Entertainment
Rufus Sewell on close friendship with Heath Ledger 20 years after filming A Knight’s Tale
Rufus played the villainous Count Adhemar in the 2001 movie A Knight’s Tale (Picture: Metro.co.uk/ Rex/ Shutterstock)
Brit actor Rufus Sewell, 53, on his anti-ageing secret, his riotous times with Heath Ledger and how to be hungover in armour.
It’s 20 years since A Knight’s Tale — can you believe it?
I am very fond of that film and those memories. Me and Heath [Ledger] were very close and we did have a riotous good time.
I learned that a hangover in armour is not a pleasant experience. I would pour water into it, and you would see steam come out.
And working out how to smoke through my visor, that was a feat of engineering. These are the problems an actor has.
You’re starring in Old, the new M Night Shyamalan movie. What’s it about?
It’s about a bunch of people who are selected for a holiday at this very fancy resort.
They are dumped with an enormous amount of food on to an idyllic beach and told that they’ll be collected at the end of the day.
But they quickly work out that they are trapped on this beach, the children they have arrived with are all suddenly getting older and becoming adults, and time is moving dangerously quickly…
Ledger in A Knight’s Tale (Picture: Egon Endrenyi/Columbia Pictures/Sony Pictures)
Did the rapid ageing effects on Old freak you out?
Quite the opposite! I am not someone who is neurotic about getting older – I mean, I actually quite like it, up to a point.
I enjoy the process of getting older because it took me a while to get rid of ideas that I had about myself that weren’t helpful.
That said, I am 53 now and I sometimes look in the mirror and think: ‘Ugh!’
The 53-year-old had to heavy make-up and hairpieces for his aged-up role in Old (Picture: AFF-USA/Rex/Shutterstock)
Were you in the make-up chair for ages?
For Old, I would sit in a make-up chair for four hours and have them add 25 years on me and, because the make-up was so good, by the end of the day I would think that that’s my face.
So on the night of my 53rd birthday I agreed that, rather than having a full hour of having to take the ageing hair and make-up off, I was allowed to swim out into the sea and pull 20 years of ageing off my face.
I looked in the mirror afterwards and it was like I had this young baby face! It was a blast. I felt such gratitude.
Would you describe yourself as a reformed bad boy?
There is nothing more tiresome than a reformed rake. I was never really a bad boy.
That makes it sound so much sexier than it actually was. A recovering nuisance, possibly.
You’ve done a lot of posh period drama. Are you posh yourself?
Not posh at all, actually. We were quite poor: free school dinners and all that.
My dad was an artist, an animator [who worked on the Lucy In The Sky With Diamonds section of The Beatles’ Yellow Submarine film], and we grew up in a tiny little house in Twickenham.
When I was 10 or 11 we ended up in council housing and on benefits, and then we were borderline homeless for a while.
But at the same time we had books, we had a piano, we were so privileged in many ways. It was an arty, bohemian upbringing.

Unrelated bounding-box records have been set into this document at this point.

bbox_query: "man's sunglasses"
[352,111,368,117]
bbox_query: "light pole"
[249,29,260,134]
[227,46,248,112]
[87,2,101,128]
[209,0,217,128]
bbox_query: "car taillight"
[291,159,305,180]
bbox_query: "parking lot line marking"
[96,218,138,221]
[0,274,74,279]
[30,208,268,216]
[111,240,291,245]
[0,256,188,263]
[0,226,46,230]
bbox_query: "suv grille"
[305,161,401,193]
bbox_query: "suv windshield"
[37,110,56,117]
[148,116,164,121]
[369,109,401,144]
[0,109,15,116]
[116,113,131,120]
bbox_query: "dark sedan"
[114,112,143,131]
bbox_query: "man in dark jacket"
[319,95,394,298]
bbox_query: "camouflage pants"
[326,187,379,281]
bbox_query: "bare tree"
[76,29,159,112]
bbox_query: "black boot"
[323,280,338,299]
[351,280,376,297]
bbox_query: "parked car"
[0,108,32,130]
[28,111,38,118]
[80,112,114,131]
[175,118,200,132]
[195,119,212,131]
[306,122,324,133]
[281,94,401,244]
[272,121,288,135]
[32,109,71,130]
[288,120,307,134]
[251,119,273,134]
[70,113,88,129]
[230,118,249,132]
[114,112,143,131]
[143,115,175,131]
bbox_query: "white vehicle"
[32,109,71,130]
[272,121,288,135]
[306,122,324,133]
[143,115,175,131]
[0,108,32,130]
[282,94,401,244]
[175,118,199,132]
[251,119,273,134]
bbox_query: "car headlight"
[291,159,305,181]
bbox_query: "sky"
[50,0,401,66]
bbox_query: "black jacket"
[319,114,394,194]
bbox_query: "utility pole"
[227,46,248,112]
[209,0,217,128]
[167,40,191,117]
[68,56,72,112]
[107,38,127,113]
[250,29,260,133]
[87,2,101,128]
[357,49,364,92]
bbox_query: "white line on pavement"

When I was at school people thought I was posh because my mum has always been well-spoken.
Would you have chosen the name Rufus for yourself?
Not for a long time, I wouldn’t. I don’t think that anyone in their right mind would! My brother’s name was Casper and I was named Rufus, and I wasn’t in a posh school.
I was in a school where everyone was called Lee or John so I was always very protective and chippy about my name.
But looking back now, I am very glad that I am a Rufus.
Rufus has worked extensively with playwright Top Stoppard (Picture: Dan Wooller/REX/Shutterstock)
If you could delete one film from your back catalogue, what would it be?
Just one?! A lot of things don’t come my way so I have done a lot of films that aren’t really my thing on the hope that they turn out OK.
I never do anything I don’t think I can be good in but I am semi-fussy with film, quite fussy with TV and really fussy with theatre.
The Marvellous Mrs Maisel, The Father and Judy all came from people who saw me doing Tom Stoppard on stage. I need more theatre directors to direct movies.
Where’s home these days?
I am in Los Angeles. I live here but I don’t have a Hollywood showbiz life. So when I do have the chance to do premieres and stuff like that, I find it quite fun in a kind of touristy way.
The main reason I live here is because my seven-year-old daughter is here, who I co-parent with my ex. I do often wish I was back in London, though.
I moved here for a job and I stayed, first because of a relationship and now because of my kid.
But most of those 10 years or so have been spent working in England anyway so I haven’t really had to miss it so much. The Covid period is probably the longest I have been away.
What English things do you miss the most?
Walking about and, in terms of people, the humour. Though I do tend to locate the people who say ‘c***’ here.
Americans can overdo [the C-word], they just shout that word and it can be a bit tiresome.
But there are some very quickwitted and sarcastic people here with a sense of humour you would be familiar with — it just takes some finding.